|Budget Amount *help
¥1,800,000 (Direct Cost : ¥1,800,000)
Fiscal Year 1995 : ¥700,000 (Direct Cost : ¥700,000)
Fiscal Year 1994 : ¥1,100,000 (Direct Cost : ¥1,100,000)
In cultured vascular smooth muscle cells (VSMC) from spontaneously hypertensive rats (SHR), in contrast to cells from normotensive rats (Wister-Kyoto rats ; WKY), the platelet-derived growth factor (PDGF) alpha receptor (PDGFR-alpha), in addition to the beta receptor (PDGFR-beta), is expressed. In the SHR cells, PDGF-AA,which can bind PDGFR-alpha but not PDGFR-beta, stimulated protein synthesis without activation of DNA synthesis, whereas PDGF-BB,which can band the both types of receptors, caused the activation of DNA synthesis. Since thickening of the vascular wall due to an increase in the size of VSMC is commonly involved in chronic hypertension, abnormal expression of PDGFR-alpha in VSMC is thought to be pathophysiologically important factor which may induce vascular hypertrophy during hypertension.

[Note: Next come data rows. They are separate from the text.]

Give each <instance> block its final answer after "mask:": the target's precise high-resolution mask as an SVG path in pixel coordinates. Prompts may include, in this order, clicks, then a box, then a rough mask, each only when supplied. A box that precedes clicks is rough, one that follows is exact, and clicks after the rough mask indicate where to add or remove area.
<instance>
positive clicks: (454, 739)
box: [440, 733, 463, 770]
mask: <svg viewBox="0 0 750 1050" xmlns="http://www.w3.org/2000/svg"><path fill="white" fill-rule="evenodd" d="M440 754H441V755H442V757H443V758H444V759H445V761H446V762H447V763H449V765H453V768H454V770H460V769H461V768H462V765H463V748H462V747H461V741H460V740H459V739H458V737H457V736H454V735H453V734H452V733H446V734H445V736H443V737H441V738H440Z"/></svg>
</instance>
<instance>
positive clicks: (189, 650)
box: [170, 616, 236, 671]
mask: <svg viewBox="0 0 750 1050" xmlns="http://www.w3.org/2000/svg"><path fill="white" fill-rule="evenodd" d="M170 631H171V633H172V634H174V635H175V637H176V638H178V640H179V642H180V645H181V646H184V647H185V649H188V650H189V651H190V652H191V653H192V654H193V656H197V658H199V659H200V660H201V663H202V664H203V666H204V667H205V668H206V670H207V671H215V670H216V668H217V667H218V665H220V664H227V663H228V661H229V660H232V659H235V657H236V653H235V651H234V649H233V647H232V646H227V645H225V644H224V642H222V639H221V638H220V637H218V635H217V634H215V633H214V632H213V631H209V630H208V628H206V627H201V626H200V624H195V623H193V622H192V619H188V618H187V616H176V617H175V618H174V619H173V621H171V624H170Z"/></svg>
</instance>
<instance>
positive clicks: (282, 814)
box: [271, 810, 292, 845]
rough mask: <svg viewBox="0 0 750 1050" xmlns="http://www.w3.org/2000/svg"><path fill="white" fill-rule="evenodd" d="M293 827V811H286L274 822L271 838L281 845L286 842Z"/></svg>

PDGF-AA as well as -BB stimulates DNA synthesis in other types of cells in which PDGFR-alpha is expressed. Thus, cell response observed in SHR-derived VSMC elicited by PDGF-AA is quite abnormal. To clarify why PDGF-AA does not stimulate DNA synthesis in the SHR cells, I examined signaling mechanism of PDGF-AA in this cell type by comparison with that of PDGF-BB.PDGF-BB activated phospholipase D and diacylglyerol kinase resulting in the formation of phosphatidic acid (PA) ; however, PA formation did not occur in cells elicited by PDGF-AA.PA formation has been reported to be important to activate DNA synthesis in VSMC.
Angiotensin II and transforming growth factor beta (TGF-beta) decreased the expression level of PDGFR-alpha in SHR-derived VSMC,whereas interleukin 1-beta (IL-1beta) up-regulated the receptor level. However, PDGFR-alpha did not appear even if WKY-derived VSMC was incubated with IL-beta or anti-TGF-beta.